Não foi implantada a ferro e fogo nem
sustentada a baionetas ou câmaras de torturas, como é comum acontecer, apesar
de conviver com fogo e chumbo. A maldita, à qual nos referimos, é fruto de uma
histórica e longeva dominação que tem na ignorância e covardia dos que se
deixam dominar e na absoluta ausência de escrúpulos dos vilões opressores, o amálgama
que alimenta, ampara e robustece a malfazeja.
Não
foi por falta de aviso ou denúncia, porquanto não somente o padre Antonio Vieira – um dos mais argutos
e festejados homens que habitaram essa Aldeia – denunciou reiteradamente,
com destemor e determinação, os horrores de seu tempo, como Jesus Cristo, o mensageiro-mor
da fraternidade, em uma sábia e antológica advertência, proclamou: “Bando de
víboras; que coam mosquitos, mas engolem elefantes!”.
Não
foi por falta de indignação e rebeldia,
visto que muitos já manifestaram o seu mais firme e contundente repúdio, e até
pegaram em armas, na tentativa vã de remover essa vilania que oprime a Aldeia e
mantém escravizados alguns milhões de seres humanos. Faltou, sim, infelizmente, que um número maior
de pessoas compreendesse a dimensão da sordidez e tivesse coragem moral de
também se rebelar contra o seu caráter obsceno.
Não
foi denunciado a contento?... Foi. Porquanto homens extraordinários arriscaram
a própria vida, fazendo isso. Como
foi o caso do admirável professor João Parsondas de Carvalho, que – rompendo
distâncias na escuridão de noites taciturnas sobre o lombo de animais, em canoas,
a pé e até nadando sobre as águas barrentas de rios caudalosos –
enfrentou sacrifícios atrozes para
denunciar a barbárie praticada no seu tempo.
Não
houve tantas vítimas e rios de sangue derramado, em quantidade suficiente, para
que o mundo inteiro fosse sensibilizado pela infâmia que de fato tem ocorrido
nessa Aldeia aviltada? É certo
que houve. Vítimas nunca
faltaram. É só verificar o sofrimento do povo, ou ler as páginas d’A GIERRA DO
LEDA – da lavra do fantástico Parsondas de Carvalho –, que serão encontrados
relatos chocantes sobre as atrocidades praticadas naquela época.
Não
foi falta de gritos e ranger de dentes, que ecoassem mundo afora, despertando
os que vivem nos palácios, ou ser ouvidos pelos defensores de plantão da causa
dos oprimidos? Não. Não foi isso. O próprio Parsondas de Carvalho, com maestria e coragem, descreveu sobre os
gritos de crianças, mulheres e anciões desesperados, diante das atrocidades
cometidas pelos capangas do governador-tirano, Benedito Leite.

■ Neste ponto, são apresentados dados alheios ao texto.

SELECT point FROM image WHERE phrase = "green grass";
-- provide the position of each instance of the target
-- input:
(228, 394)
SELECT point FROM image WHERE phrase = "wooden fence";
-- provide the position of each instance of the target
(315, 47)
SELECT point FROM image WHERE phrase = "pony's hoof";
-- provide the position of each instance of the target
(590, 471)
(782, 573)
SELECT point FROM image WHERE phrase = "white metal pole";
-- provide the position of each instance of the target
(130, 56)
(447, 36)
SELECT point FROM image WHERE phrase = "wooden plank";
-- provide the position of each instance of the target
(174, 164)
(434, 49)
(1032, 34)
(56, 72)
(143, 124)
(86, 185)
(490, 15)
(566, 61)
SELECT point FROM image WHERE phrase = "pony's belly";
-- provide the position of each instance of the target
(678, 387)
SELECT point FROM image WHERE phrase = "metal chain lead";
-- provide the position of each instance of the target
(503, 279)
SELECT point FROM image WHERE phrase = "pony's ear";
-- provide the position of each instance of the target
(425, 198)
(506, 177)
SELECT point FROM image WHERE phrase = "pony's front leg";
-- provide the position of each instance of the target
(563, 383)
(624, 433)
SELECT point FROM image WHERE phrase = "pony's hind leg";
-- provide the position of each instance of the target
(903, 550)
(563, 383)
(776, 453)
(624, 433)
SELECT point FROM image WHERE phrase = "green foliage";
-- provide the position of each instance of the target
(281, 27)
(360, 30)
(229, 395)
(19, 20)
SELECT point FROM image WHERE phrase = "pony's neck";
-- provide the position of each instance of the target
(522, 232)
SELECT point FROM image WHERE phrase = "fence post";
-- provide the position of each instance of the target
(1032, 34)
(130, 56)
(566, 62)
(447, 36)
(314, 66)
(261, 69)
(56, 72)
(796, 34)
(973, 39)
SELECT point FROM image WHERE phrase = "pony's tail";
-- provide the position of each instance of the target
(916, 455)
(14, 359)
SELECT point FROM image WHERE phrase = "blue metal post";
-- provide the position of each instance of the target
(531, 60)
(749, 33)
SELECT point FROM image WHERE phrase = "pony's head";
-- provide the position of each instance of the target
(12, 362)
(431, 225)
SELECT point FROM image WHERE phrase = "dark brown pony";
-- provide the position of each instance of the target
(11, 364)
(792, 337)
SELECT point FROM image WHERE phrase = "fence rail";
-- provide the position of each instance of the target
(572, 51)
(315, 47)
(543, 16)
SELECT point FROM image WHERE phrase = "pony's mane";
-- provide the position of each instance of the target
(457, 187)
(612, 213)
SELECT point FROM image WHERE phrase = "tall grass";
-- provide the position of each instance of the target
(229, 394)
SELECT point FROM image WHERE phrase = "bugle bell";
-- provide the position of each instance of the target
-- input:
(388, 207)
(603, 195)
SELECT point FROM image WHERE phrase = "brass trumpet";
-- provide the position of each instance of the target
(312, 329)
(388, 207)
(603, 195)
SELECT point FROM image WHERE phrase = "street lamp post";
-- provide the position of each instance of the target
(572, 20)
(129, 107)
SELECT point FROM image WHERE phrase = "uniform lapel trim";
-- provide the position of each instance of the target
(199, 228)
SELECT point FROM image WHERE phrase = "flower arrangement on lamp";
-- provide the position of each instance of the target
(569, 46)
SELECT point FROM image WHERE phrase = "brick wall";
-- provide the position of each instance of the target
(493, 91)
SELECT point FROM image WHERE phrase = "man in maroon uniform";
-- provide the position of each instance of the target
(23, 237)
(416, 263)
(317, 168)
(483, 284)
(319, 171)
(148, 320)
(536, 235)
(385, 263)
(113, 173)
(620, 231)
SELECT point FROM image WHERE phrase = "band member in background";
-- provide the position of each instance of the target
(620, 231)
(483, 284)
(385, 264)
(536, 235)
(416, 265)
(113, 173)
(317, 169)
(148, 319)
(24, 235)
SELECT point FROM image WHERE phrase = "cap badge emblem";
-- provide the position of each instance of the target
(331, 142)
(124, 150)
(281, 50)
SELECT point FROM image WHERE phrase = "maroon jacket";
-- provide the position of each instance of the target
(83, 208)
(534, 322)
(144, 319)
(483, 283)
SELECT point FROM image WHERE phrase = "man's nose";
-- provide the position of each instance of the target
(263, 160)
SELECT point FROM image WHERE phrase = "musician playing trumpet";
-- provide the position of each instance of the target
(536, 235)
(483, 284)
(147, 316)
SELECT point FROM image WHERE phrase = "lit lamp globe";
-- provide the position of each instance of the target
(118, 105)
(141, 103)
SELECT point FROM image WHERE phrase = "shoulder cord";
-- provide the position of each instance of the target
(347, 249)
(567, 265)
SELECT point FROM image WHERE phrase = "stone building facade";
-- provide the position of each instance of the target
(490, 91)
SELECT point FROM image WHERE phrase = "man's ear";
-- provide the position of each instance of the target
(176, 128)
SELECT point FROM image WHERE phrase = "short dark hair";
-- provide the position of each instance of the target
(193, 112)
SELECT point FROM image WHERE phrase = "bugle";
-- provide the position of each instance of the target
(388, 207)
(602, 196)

Não faltou, então, um levante popular, uma
revolução, ou mesmo um governo comprometido com a maioria do povo dessa Aldeia,
que, de fato, governasse para todos?!...
È lógico que faltou. Os sucessivos governos colocaram-se, reiteradamente, ao
lado dos opressores e governaram para os aliados políticos, apoiadores e sócios.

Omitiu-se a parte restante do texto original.